Pasukan Ngastina terus bergerak. Tanpa ba bi bu lagi, alat-alat besar mendorong bangunan candi berbentuk minimalis itu, bruggg! Pendita Durna dan Sengkuni yang pakai jaket hitam anti peluru merangsek ke dalam, sejumlah poster berlogo “Pergerakan Mandura” diambil. Keduanya bermasud menangkap urip-uripan Prabu Baladewa. Tapi demi melihat Prabu Baladewa ngelus-elus senjata Nenggala, Pendita Durna langsung kabur duluan. Padahal posisi Nenggala masih diarahkan ke bawah, karena sekedar untuk menakut-nakuti.
“Apa-apaan ini, bentuk ormas “Pergerakan Mandura” segala. Sampeyan mau kontra revolusi, ya?” tuduh Patih Sengkuni.
“Kalian jangan asal tuduh. Cek dulu kebenarannya, baru bicara!” sergah Prabu Baladewa dengan muka memerah laksana jambu bol. Senjata Nenggala mulai diangkat.

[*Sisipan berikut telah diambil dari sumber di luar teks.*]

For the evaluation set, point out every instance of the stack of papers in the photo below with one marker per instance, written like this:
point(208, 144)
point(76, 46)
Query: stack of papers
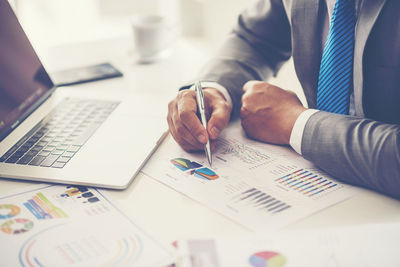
point(263, 187)
point(365, 246)
point(50, 225)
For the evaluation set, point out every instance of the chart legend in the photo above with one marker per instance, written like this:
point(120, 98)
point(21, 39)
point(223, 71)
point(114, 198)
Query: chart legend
point(307, 182)
point(16, 226)
point(194, 168)
point(8, 211)
point(42, 208)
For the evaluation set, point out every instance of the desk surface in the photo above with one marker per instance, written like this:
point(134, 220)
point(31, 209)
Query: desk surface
point(172, 215)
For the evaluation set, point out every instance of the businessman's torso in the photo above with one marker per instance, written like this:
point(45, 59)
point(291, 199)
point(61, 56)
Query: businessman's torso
point(376, 53)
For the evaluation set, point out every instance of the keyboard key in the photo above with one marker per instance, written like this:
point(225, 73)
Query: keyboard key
point(37, 160)
point(62, 132)
point(57, 152)
point(25, 159)
point(31, 153)
point(73, 148)
point(12, 160)
point(68, 154)
point(63, 159)
point(44, 153)
point(48, 148)
point(49, 161)
point(58, 164)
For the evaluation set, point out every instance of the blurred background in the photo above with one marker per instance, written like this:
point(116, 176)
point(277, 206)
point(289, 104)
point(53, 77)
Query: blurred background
point(54, 22)
point(62, 25)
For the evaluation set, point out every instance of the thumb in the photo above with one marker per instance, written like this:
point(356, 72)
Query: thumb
point(219, 119)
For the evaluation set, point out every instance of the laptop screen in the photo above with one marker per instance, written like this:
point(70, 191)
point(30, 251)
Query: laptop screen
point(23, 80)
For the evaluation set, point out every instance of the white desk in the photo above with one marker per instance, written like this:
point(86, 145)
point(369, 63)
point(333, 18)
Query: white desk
point(164, 212)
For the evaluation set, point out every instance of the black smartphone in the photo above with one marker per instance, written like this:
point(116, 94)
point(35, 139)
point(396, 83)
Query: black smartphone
point(85, 74)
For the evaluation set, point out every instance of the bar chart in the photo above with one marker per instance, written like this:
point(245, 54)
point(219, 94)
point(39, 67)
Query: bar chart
point(256, 200)
point(307, 182)
point(42, 208)
point(194, 168)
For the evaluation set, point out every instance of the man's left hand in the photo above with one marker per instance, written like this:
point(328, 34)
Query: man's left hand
point(268, 112)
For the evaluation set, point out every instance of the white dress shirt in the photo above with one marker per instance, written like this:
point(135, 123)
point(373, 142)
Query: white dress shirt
point(296, 135)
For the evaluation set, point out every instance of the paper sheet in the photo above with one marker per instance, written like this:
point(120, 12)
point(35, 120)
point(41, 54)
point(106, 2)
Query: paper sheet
point(50, 225)
point(362, 246)
point(261, 186)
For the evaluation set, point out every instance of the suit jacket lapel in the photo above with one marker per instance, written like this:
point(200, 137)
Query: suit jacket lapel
point(306, 32)
point(368, 14)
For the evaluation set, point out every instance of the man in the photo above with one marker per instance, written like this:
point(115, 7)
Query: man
point(347, 58)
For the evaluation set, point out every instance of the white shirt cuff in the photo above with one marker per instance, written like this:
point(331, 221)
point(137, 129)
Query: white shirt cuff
point(220, 88)
point(296, 136)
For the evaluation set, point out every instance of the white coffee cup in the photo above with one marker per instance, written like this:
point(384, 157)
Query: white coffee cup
point(153, 35)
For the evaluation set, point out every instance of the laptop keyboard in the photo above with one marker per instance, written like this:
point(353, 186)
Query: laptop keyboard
point(61, 134)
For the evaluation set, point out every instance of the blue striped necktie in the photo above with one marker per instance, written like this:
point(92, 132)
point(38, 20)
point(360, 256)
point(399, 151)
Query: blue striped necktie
point(335, 81)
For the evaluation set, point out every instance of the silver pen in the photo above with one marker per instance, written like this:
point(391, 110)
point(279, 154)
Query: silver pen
point(202, 110)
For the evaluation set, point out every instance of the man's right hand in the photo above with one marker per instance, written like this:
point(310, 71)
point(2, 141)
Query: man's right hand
point(186, 127)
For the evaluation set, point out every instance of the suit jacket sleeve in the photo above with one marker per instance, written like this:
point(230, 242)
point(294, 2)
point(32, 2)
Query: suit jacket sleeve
point(356, 150)
point(255, 49)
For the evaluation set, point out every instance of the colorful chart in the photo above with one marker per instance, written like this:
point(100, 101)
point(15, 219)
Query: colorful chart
point(205, 173)
point(42, 208)
point(194, 168)
point(267, 259)
point(12, 210)
point(16, 226)
point(307, 182)
point(80, 192)
point(185, 164)
point(257, 200)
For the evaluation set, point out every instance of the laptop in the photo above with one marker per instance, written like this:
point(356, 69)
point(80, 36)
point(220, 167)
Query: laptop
point(49, 134)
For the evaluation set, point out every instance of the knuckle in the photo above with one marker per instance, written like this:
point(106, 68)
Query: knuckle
point(185, 93)
point(184, 115)
point(180, 130)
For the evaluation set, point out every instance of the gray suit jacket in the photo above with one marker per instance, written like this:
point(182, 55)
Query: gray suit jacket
point(363, 149)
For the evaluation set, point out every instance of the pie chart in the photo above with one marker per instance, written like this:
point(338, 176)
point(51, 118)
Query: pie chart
point(267, 259)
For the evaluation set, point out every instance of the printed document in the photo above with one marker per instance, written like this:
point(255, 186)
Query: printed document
point(263, 187)
point(49, 225)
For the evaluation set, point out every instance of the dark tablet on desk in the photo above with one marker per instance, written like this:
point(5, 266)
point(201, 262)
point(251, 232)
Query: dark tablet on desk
point(85, 74)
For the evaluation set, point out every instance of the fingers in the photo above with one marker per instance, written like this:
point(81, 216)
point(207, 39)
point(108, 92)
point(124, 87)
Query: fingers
point(186, 127)
point(187, 108)
point(219, 118)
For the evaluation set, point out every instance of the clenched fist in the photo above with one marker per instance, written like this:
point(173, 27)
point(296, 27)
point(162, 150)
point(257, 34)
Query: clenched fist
point(268, 112)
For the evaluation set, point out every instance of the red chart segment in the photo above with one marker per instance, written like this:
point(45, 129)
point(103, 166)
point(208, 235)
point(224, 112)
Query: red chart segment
point(16, 226)
point(194, 169)
point(267, 259)
point(10, 211)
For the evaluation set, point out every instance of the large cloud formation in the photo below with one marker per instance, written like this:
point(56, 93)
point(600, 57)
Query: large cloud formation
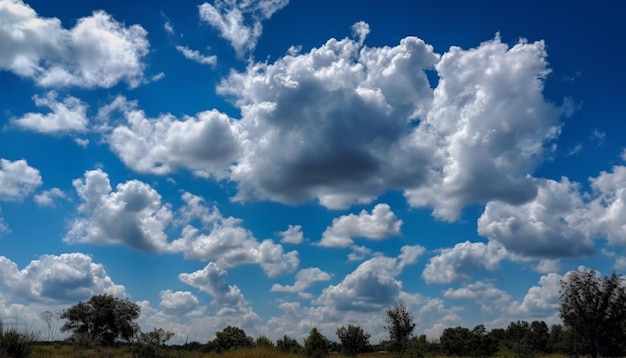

Daripada cari penyakit, Patih Sengkuni dan Pendita Durna memilih kabur naik taksi. Tiba di negeri Gajahoya segera lapor sang prabu. Dan hari itu juga Prabu Duryudana mengadakan mutasi besar-besaran pengurus Yayasan Gajahoya. Posisi Baladewa sebagai wakil ketua dicopot dan digantikan oleh Pendita Durna sendiri. Sedangkan Adipati Karno yang semula jadi sekretaris, kini hanya jadi anggota biasa. Apalagi Resi Bisma, pertapan Talkanda yang selama ini dapat pasokan listrik gratis, dipaksa harus bayar dengan tarif golongan mewah.
“Ssst, jadi wakil ketua tunjangannya segede Tim Gubernur DKI, nggak ya?” kata Durna bisik-bisik pada patih Sengkuni.
“Auah gelap! Pendita kok masih mata duitan.”
Tahu-tahu ada Prabu Duryudana dipanggil Betara Bayu, Kepala Ombudsman di Jonggring Salaka. Dia mau diklarifikasi soal intimidasi pada Prabu Baladewa. Ternyata Patih Sengkuni justru menyarankan, tak usah datang. Ini telah terjadi pemutar-balikan fakta.
“Yang mengintimidasi justru Prabu Baladewa, karena kita datang disambut senjata Nenggala.” Kata Patih Sengkuni.
“Untung yang datang Sengkuni. Kalau saya, Baladewa sudah bisa disebut sebagai teror pada pendita.” Potong Pendita Durna tak mau kalah. (Ki Guna Watoncarita).